Durante a noite de quinta-feira e madrugada de hoje – coincidindo, também, com a maré cheia e com a muita chuva que caiu – o nível da água voltou a subir nos terrenos agrícolas, cobrindo, pela primeira vez, na totalidade, o asfalto da autoestrada 14 (A14), que está encerrada ao trânsito entre Montemor-o-Velho e a Figueira da Foz há três dias, desde a madrugada de terça-feira.
Na estrada do campo que faz a ligação entre a bombagem do Foja e a localidade de Lares (freguesia de Vila Verde, na Figueira da Foz), já parcialmente submersa até à ponte da A17, a água voltou a avançar, durante a noite, até junto da localidade de Barca de Sanfins, em direção à ponte de caminho de ferro sobre o rio Mondego.
Segundo o presidente da Câmara de Montemor-o-Velho, os valores de passagem de água, a montante, na ponte-açude de Coimbra, têm variado entre os 1.100 metros cúbicos por segundo (m3/s) e os 1.500 m3/s (estavam ao início da tarde de hoje nos 1.350 m3/s).
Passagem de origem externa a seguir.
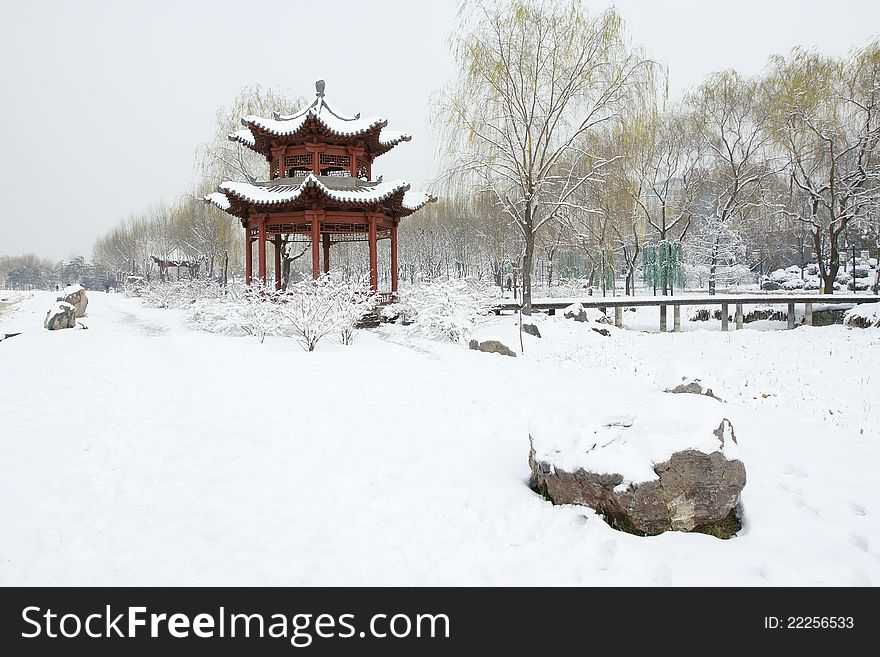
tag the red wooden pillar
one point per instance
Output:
(394, 256)
(316, 246)
(248, 255)
(374, 273)
(261, 250)
(326, 240)
(278, 262)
Nas últimas horas, a chuva tem dado tréguas à região do Baixo Mondego (parou de chover cerca das 10:30 e o sol apareceu) e José Veríssimo observou que, segundo as previsões, é possível que a precipitação abrande até à próxima quarta-feira, dia 11, altura em que está previsto o regresso em força da chuva à região.
“Temos aqui uma janela de oportunidade para fazer baixar os caudais e dar alguma esperança às pessoas”, sublinhou.
Na localidade de Ereira, que se mantém isolada desde o início da noite de quarta-feira, nas últimas três horas a água parou de subir, disse, por seu turno, o presidente da junta de freguesia, Nelson Carvalho.
Treze pessoas morreram em Portugal desde a semana passada na sequência da passagem das depressões Kristin e Leonardo, que provocaram também muitas centenas de feridos e desalojados.
A destruição total ou parcial de casas, empresas e equipamentos, a queda de árvores e de estruturas, o fecho de estradas, escolas e serviços de transporte, e o corte de energia, água e comunicações são as principais consequências materiais do temporal.
As regiões Centro, Lisboa e Vale do Tejo e Alentejo são as mais afetadas.
O Governo prolongou a situação de calamidade até dia 15 para 68 concelhos, que irão beneficiar de medidas de apoio até 2,5 mil milhões de euros.